Isn't part of the point of oauth to teach the user they are entering in credentials for another website into that other website?
By rebranding the twitter oauth page it gets to a point where you may as well just ask their user/pass on your own site, and never have them leave your site/app.
I don't look at oauth as real time over the wire security, though it helps in that area. I look at it as user education with the goal to get users to understand not to cross polinate user/pass data to other sites.
It would come down to users understanding to look at the URL, something many just do not understand enough to do.
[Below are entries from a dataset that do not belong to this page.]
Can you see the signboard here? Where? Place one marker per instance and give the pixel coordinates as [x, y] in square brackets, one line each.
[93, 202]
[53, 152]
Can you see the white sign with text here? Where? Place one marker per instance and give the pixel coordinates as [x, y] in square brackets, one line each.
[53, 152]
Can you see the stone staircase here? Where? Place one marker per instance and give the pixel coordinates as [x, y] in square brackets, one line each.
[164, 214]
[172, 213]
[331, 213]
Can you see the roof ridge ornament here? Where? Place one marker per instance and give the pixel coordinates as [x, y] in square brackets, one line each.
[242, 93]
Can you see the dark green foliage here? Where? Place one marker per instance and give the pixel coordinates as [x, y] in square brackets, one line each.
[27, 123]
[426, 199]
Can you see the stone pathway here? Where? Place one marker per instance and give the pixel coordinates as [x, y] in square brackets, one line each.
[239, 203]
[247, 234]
I do not understand all the details of oauth at this point. What I do know is I've learned when I auth an app I should be looking for a distinct look and feel at a specific URL.
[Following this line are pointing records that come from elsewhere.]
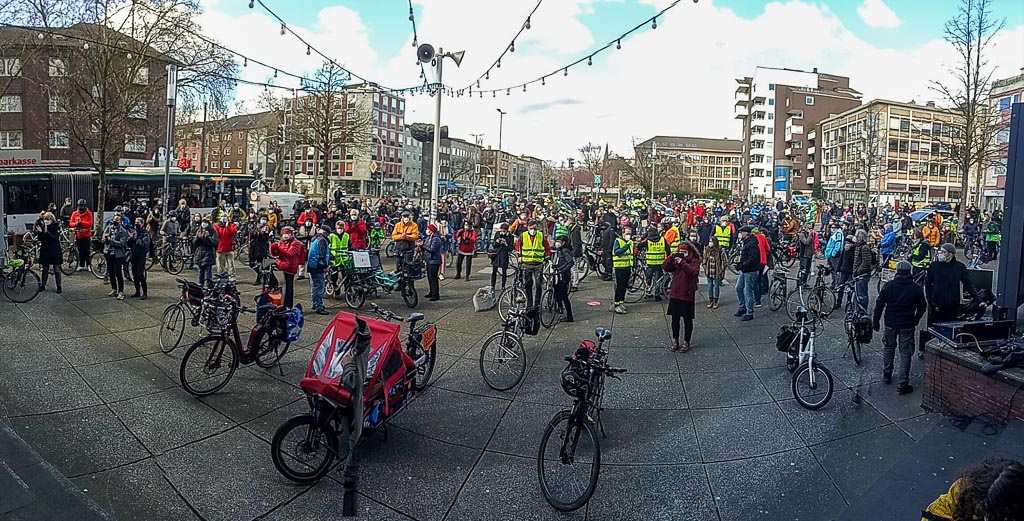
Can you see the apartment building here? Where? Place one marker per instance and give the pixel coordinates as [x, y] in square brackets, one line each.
[902, 148]
[42, 110]
[691, 164]
[1005, 93]
[776, 107]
If that look and feel changes, red flags are raised on my part. I'd look to the URL, but wonder if I was not being tricked from TWITTER.COM TO TWlTTER.COM. (those look identical to me, lowercase L looks a lot like an uppercase I.
From my perspective, oauth needs to go after the OS vendors. Integration with their underlying systems and API's is the only way this will gain widespread use that is as secure as it can be for an end user.
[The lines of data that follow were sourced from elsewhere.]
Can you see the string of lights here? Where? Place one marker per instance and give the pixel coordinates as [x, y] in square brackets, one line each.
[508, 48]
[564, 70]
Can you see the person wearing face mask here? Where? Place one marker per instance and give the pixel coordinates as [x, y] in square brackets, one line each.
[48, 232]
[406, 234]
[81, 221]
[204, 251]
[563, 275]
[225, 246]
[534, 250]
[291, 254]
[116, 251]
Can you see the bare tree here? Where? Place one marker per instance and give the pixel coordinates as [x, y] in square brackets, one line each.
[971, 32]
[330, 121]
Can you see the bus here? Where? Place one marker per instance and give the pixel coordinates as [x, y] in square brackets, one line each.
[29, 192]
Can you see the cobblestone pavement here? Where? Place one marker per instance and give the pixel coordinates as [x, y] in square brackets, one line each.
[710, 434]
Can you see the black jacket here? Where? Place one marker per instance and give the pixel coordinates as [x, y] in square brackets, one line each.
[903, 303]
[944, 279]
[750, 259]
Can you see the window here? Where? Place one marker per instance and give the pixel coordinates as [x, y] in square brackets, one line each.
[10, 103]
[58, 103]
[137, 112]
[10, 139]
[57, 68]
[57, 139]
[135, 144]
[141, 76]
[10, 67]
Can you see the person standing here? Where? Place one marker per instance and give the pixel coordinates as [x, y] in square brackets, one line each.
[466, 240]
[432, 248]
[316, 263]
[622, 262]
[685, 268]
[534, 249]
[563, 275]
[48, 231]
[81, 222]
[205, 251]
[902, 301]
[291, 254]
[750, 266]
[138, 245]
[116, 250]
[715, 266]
Right now, integration is not tight enough for a user to even understand what they are gaining from this procedure. I can find 5 Twitter sites right now that ask for me to store a login and pass into my account, they are not using oauth, and could do what they want with my account. This just proves users are not understanding this.
Heck, twitters own account settings ask for raw login and password data to gmail, yahoo, and I believe aol, last I looked.
-- Scott Iphone says hello. On Oct 12, 2009, at 1:41 PM, Amitab <hiamita...@gmail.com> wrote:
2) Please integrate the OAuth authntication with my branding. At the moment it is just the logo. I would like to have the whole background be of my branding.